Leandro nickt, als würde er seine Entschuldigung annehmen, jedoch ist sein Blick kalt, erhärtet. Nimmt er es Sergio übel, dass er meine Autorität in Frage stellte? Oder ist Leandros Verhalten auf Misstrauen zurückzuführen? Traut er Sergio nicht mehr?

Ich werde nach dem Meeting mit Leandro reden müssen. Spannung und ungenügendes Vertrauen innerhalb des eigenen Teams können Schwierigkeiten zur Folge haben und zurzeit habe ich nun wirklich kein Nerv für weitere Probleme. Als ob wir nicht schon genügend hätten!

«Jedenfalls», lenke ich die Aufmerksamkeit auf mich zurück, «haben wir ernsten Grund zur Annahme, dass Vincenzo versuchte Kontakt mit Jason aufzunehmen.»
Sergio flucht. Mayra schürzt missbilligend ihre Lippen, bevor sie mit ihrer Zunge schnalzt.
«Worauf stützt ihr diesen Verdacht?», fragt Cassian nach.
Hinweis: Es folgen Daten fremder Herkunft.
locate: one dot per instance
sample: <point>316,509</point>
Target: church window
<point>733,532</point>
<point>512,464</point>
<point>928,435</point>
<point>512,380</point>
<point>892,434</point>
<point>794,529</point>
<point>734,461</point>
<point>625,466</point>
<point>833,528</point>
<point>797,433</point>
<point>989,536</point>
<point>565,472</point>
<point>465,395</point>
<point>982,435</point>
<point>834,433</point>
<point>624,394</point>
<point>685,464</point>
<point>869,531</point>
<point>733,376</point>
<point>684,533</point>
Daraufhin erläutert Leandro, wie Jason vermutlich log und wir anschließend seinem ehemaligen Hausmädchen einen Besuch abgestattet haben.

Cassians Stirn ist in Falten gelegt. «Die Dame wusste nicht den Namen des Anrufers? Nur das Geschlecht?»
Ich kneife meine Augen zusammen. «Denkst du, es hätte jemand anderes sein können?»
Sergios Augen weiten sich. «Wer außer Vincenzo sollte es sein?»

Cassian antwortet: «Ronaldo Ancelotti.»

Miguels Vater? Auf diese Idee kam ich noch nicht, allerdings scheint sie nicht allzu abwegig. Schließlich ist auch er einer unserer Hauptverdächtigen in Caspers Mordfall. Ich halte es für wahrscheinlich, dass Caspers Mörder derselbe ist, der Jason angerufen hat. Derselbe, der dafür sorgte, dass die Namensliste samt Koordinate in Vincenzos Büro (nicht) gefunden wird.

Nichtsdestotrotz verstehe ich nicht, wie Ronaldo in diese Geschichte hereinpasst.
Sein Name steht nicht auf der Liste der Käufer. Wieso also sollte ihn diese Liste interessieren? Gibt es noch eine zweite Liste? Oder hatte er ein ganz anderes Motiv Casper umzubringen? Aber welches?

Leandro runzelt seine Stirn. «Was sollte Ronaldo von Jason wollen?»
«Das sollten wir Jason befragen», meint Mayra.
Ich nicke. «Dorian ist bereits auf den Weg, ihn zu holen.»

Hoffentlich finden wir dann mehr heraus.